Geopolitical risks do exist, but given TSMC’s critical role, both superpowers are still very dependent on the company.

Beyond first order beneficiaries, investors should also be thinking about edge applications. Qualcomm is a global leader in low power compute and connectivity chips. Qualcomm’s expertise allows it to flex its creative muscle by designing AI chips for devices like phones and laptops.

Some of Microsoft’s new Surface tablets and laptops, for example, will be able to run certain AI tasks locally on the device, powered by chips from Qualcomm2.

Running AI models locally results in lower cost (no data centre required), better security (sensitive information is not being sent to the cloud) and a better user experience from lower latency (avoids internet lag).

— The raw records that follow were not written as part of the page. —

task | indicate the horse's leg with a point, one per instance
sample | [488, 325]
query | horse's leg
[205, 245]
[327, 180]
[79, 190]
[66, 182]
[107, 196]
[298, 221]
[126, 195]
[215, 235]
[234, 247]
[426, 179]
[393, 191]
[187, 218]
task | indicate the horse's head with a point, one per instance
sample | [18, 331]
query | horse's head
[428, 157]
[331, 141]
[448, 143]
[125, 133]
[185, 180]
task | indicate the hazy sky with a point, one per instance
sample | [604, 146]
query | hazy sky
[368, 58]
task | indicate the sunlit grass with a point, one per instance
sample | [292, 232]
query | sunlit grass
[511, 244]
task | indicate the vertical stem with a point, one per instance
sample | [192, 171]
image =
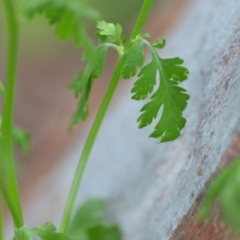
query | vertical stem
[98, 121]
[141, 18]
[8, 108]
[88, 146]
[1, 219]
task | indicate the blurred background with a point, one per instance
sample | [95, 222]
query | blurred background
[44, 104]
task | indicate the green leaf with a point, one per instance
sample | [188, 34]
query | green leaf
[21, 138]
[82, 83]
[225, 189]
[66, 15]
[159, 43]
[133, 59]
[110, 31]
[168, 99]
[46, 231]
[2, 89]
[23, 234]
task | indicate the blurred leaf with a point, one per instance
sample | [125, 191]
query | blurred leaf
[111, 31]
[226, 189]
[21, 138]
[67, 16]
[104, 232]
[90, 213]
[89, 223]
[47, 231]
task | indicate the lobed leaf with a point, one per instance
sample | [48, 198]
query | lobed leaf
[82, 83]
[169, 98]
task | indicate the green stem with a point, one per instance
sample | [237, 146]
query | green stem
[17, 220]
[141, 19]
[1, 219]
[98, 121]
[88, 146]
[8, 108]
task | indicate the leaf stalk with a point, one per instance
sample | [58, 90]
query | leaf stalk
[98, 121]
[8, 109]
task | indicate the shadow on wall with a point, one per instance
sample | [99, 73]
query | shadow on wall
[44, 105]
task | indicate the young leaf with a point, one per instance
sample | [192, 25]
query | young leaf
[168, 97]
[21, 138]
[110, 31]
[47, 231]
[82, 83]
[159, 43]
[133, 59]
[225, 189]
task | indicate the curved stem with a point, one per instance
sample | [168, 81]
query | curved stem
[88, 146]
[141, 19]
[8, 107]
[98, 121]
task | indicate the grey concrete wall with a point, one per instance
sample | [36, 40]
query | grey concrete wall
[151, 186]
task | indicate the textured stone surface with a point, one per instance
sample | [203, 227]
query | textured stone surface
[151, 187]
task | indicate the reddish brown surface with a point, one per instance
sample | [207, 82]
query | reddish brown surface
[44, 105]
[212, 228]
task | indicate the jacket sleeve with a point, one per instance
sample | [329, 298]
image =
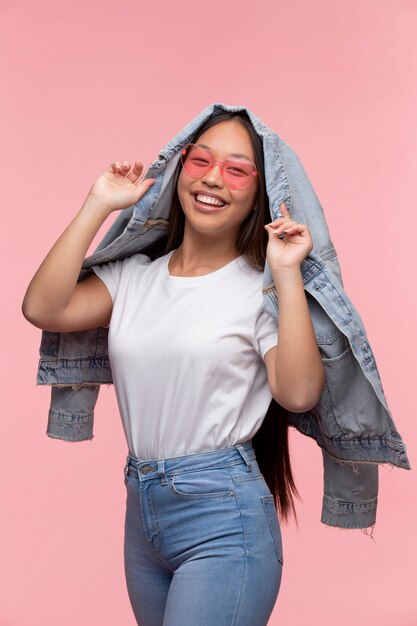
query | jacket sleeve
[71, 415]
[350, 493]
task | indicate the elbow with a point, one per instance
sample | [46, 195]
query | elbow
[29, 314]
[302, 401]
[33, 315]
[298, 406]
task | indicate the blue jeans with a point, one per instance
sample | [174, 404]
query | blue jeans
[202, 540]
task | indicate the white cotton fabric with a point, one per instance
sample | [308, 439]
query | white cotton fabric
[187, 355]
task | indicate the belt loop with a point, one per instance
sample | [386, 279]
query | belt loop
[245, 457]
[125, 470]
[161, 471]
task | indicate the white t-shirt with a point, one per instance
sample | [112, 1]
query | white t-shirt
[187, 355]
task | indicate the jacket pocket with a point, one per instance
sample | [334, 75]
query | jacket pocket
[268, 503]
[348, 405]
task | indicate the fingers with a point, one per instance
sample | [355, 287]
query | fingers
[124, 169]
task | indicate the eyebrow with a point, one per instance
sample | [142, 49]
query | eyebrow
[234, 154]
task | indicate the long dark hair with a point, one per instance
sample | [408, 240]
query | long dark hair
[271, 440]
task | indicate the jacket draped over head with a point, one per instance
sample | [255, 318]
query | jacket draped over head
[351, 423]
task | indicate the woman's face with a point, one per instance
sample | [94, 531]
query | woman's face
[224, 139]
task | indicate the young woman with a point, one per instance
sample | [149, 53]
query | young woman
[202, 534]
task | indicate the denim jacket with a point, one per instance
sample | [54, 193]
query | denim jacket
[351, 423]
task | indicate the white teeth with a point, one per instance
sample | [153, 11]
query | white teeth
[209, 200]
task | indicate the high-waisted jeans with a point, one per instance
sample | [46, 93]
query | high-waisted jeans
[202, 540]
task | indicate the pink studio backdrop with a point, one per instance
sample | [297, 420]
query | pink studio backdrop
[87, 83]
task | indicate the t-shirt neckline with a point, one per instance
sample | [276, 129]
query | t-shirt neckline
[198, 280]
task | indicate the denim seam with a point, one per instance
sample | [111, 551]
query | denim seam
[246, 556]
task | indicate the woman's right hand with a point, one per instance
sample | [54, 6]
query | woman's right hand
[120, 186]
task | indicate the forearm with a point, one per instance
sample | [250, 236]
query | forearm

Unlike downloading a new app, users need to upgrade their hardware to access these new AI features. By bringing AI from the cloud to the device, Qualcomm benefits from this refresh cycle as well as via delivering more semiconductor content to the device.

Nvidia is today’s undisputed AI leader, but the landscape will shift. There are obvious parallels to the dotcom bubble.

The fibre optics communications boom in the late 90s led to game changing technology that ultimately enabled all the things we take for granted today. But capacity was overbuilt in the short term which led to a period of digestion as investment receded and stock valuations came back down to earth.